Daniel Valle’s proposal for the Water Pavilion, in South Korea, “explores various water principles and the translation into an architectural experience.” It stands at sea level, which changes with the tides, so the pavilion is sometimes submerged, with only a few entrances, and at other times, is above water (so that people can walk on the roof-deck as seen above).

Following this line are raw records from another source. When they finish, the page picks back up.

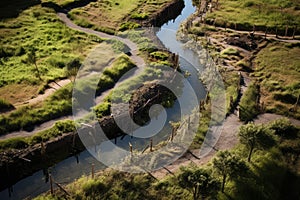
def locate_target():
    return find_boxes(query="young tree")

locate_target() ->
[239,123,275,162]
[65,58,81,82]
[27,48,42,80]
[213,151,248,192]
[178,167,220,200]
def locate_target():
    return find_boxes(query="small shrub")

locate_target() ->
[220,47,240,57]
[119,22,141,31]
[240,84,259,122]
[0,99,14,112]
[131,13,149,20]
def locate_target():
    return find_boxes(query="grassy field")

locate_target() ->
[207,0,300,35]
[69,0,170,33]
[0,6,97,103]
[253,42,300,119]
[35,119,300,200]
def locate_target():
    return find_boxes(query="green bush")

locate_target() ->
[240,83,259,122]
[0,137,28,150]
[93,102,111,118]
[0,99,14,112]
[119,22,141,31]
[269,118,299,138]
[131,13,149,20]
[220,47,240,57]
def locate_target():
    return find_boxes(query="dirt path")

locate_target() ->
[57,12,146,67]
[0,13,146,140]
[14,79,71,108]
[151,113,300,179]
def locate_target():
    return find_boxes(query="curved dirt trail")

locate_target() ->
[57,12,146,67]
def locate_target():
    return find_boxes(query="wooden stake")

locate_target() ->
[150,138,153,152]
[92,163,95,179]
[49,174,54,195]
[129,142,132,155]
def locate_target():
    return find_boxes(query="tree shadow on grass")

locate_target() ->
[0,0,41,19]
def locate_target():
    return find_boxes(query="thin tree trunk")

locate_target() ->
[34,63,42,80]
[248,147,254,162]
[222,175,227,193]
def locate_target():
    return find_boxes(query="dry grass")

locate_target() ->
[70,0,170,32]
[254,43,300,118]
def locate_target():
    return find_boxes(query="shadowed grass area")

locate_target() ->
[0,6,101,102]
[69,0,176,34]
[0,120,75,151]
[207,0,300,35]
[253,42,300,119]
[239,83,259,122]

On an island on Lake Huron, in Canada, the Floating House rests on a steel pontoon structure, which allows it to fluctuate with the lake’s seasonal water levels. “I like the gentle rocking of it, and I love being right on the water,” the homeowner told Dwell magazine in an interview. “I woke up one morning and there were a bunch of kayakers right out the window. It’s like you’re on a boat.” The house was constructed in 2005 by MOS architects.
Louvre Abu Dhabi
The Louvre Abu Dhabi, set on small Saadiyat Island (the Island of Happiness), is intended to recall the “importance of water in Islamic culture.” It looks as if it is floating on water, with a perforated dome that extends out over it. The light and movement of the water casts shadows inside, which also features an interior water channel. It was designed by Jean Nouvel—the iconic French architect also responsible for Torre Agbar in Barcelona—and will open this year.
Embedded into a quarry in Songjiang, China, this 400-room hotel will include stunning views of the water—both above and below it. There is a rooftop garden on top of the hotel, as well as underwater public areas and cafés, and a waterfall encased in glass. The hotel was designed by Atkins Architecture Group, and won the top prize at a recent international design competition.